Et autant dire que cet état d'esprit m'exaspère d'autant plus quand ce maniérisme ne se cantonne pas qu'à de simples traits d'esprit mais qu'il en vient carrément à générer des épisodes moins denses et moins pertinents que les autres.
Par exemple, est-ce que Hellblade méritait vraiment qu’on y consacre un épisode entier ? En termes de mécanique de jeu, ce titre reste quand même une œuvre assez banale. Mais bon, seulement voilà, parce qu’il y avait moyen de broder sur des thématiques progressistes pendant de longues minutes, le trio a quand même décidé d’en parler, quitte à fournir un épisode certes bon mais beaucoup moins dense et termes d’analyse ludique…
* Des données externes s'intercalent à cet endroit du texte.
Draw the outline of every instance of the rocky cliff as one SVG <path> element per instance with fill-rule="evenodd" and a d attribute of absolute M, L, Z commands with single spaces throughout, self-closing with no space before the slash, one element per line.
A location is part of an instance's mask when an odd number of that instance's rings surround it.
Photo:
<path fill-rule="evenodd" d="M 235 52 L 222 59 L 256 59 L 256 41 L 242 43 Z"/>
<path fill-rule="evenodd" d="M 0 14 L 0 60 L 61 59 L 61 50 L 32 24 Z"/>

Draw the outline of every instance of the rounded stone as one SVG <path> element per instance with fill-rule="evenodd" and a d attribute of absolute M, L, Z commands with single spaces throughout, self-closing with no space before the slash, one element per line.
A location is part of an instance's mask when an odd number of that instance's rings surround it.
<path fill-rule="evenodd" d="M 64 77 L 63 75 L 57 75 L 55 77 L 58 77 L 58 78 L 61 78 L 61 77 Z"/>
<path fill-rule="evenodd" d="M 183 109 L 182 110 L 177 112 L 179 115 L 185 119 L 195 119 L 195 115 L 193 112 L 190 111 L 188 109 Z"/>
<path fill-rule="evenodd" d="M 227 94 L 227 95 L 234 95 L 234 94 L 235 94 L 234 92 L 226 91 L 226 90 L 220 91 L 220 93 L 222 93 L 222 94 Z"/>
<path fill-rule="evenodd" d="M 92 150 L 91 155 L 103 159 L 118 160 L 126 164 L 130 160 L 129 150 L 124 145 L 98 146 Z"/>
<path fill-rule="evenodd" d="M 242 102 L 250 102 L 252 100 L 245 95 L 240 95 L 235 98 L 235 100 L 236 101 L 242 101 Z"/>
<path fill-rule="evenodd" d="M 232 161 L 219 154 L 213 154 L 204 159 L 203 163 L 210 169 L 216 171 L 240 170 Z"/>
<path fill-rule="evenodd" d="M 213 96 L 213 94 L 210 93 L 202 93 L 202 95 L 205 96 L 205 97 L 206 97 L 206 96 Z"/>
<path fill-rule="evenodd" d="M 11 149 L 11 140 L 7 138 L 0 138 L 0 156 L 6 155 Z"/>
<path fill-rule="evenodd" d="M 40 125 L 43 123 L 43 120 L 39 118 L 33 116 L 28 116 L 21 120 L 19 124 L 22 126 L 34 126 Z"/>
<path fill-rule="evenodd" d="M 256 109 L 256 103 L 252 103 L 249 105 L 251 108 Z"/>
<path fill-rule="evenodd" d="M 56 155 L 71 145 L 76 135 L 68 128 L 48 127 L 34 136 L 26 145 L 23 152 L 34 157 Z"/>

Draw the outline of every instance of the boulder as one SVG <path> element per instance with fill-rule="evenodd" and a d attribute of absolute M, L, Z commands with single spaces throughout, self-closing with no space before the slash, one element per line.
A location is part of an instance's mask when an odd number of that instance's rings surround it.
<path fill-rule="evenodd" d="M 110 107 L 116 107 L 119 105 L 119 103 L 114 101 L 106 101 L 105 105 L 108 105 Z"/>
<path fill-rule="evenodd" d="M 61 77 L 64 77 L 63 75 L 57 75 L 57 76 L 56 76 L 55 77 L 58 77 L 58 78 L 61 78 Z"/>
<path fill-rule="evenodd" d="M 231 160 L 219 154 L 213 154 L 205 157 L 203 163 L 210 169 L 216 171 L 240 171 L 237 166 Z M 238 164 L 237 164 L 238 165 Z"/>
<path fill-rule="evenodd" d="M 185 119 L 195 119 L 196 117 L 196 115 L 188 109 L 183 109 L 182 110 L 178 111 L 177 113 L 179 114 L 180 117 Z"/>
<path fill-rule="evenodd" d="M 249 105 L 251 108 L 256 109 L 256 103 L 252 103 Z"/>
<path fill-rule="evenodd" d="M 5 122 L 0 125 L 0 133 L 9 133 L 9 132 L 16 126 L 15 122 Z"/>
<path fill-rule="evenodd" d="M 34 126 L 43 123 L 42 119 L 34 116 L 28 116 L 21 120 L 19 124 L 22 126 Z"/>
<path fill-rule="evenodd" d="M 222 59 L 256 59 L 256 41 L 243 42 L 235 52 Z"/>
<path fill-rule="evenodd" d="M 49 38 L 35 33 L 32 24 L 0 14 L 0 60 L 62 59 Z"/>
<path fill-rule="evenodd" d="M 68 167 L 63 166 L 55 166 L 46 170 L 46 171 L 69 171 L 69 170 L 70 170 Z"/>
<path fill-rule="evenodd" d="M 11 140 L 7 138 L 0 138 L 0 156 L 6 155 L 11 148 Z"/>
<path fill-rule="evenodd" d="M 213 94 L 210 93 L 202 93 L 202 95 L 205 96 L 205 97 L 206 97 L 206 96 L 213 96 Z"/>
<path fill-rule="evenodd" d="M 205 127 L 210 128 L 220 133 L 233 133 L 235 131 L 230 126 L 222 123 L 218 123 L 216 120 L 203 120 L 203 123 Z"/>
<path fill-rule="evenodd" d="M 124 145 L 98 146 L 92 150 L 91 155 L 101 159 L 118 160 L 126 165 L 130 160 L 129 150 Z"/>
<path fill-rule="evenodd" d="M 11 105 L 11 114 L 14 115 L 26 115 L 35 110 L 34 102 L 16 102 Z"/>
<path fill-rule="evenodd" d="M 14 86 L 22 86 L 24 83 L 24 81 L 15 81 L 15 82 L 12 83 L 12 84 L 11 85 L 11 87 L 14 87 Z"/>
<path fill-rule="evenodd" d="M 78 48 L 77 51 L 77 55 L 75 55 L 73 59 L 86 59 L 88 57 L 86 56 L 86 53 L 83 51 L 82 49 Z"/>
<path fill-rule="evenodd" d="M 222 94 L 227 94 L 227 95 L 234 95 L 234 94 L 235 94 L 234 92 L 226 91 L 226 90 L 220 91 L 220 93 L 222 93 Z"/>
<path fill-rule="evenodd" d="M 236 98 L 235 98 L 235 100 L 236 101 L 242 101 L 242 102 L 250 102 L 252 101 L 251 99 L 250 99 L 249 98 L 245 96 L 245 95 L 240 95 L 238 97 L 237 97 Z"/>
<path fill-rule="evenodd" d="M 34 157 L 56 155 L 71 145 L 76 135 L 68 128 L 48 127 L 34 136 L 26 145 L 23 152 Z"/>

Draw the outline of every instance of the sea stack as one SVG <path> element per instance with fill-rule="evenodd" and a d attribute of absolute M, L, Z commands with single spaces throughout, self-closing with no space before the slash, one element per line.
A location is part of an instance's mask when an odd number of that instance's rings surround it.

Et même chose quand il s’est agi de faire un épisode sur Haven…
Et même chose quand il s'est agi de s’attarder plus que de raison sur la pratique du crunch dans le monde du jeu-vidéo.
Tout ça à mes yeux a vraiment des allures de conscience morale assez hypocrite qui, bien qu’elle ne soit pas vraiment grave en soi, conduit néanmoins à des choix éditoriaux qui tendent à dévaluer le contenu de certains épisodes.
Mais bon, malgré tout ça – et vous l’aurez compris – ces légères réticences, bien qu’elles soient réelles, n’entament que très peu toute la qualité que je perçois globalement dans ce fantastique contenu.
Adapté à nos modes de consommation, mais aussi adapté à la demande grandissante de celles et ceux qui sont en recherche de compréhension, d’analyse et de recul sur leur pratique vidéo-ludique, Fin du Game se pose vraiment comme un incontournable à mes yeux.
A une période où le média mute et où l’offre est pléthorique, des joueurs comme moi qui n’ont pas le temps d’éplucher les forums et autres magazines spécialisés ne peuvent que se retrouver dans ce podcast.
Parce qu’en plus d’aiguiller notre attention sur des titres, Fin du Game nous aiguille aussi dans notre manière d’approcher le média ; de conscientiser nos pratiques.
Il ne dégoute de rien. Il ouvre l’appétit sur tout.
Fin du Game est indéniablement un podcast pour celles et ceux qui ont faim…
…Et pour un gourmand comme moi, autant vous dire que ça compte beaucoup.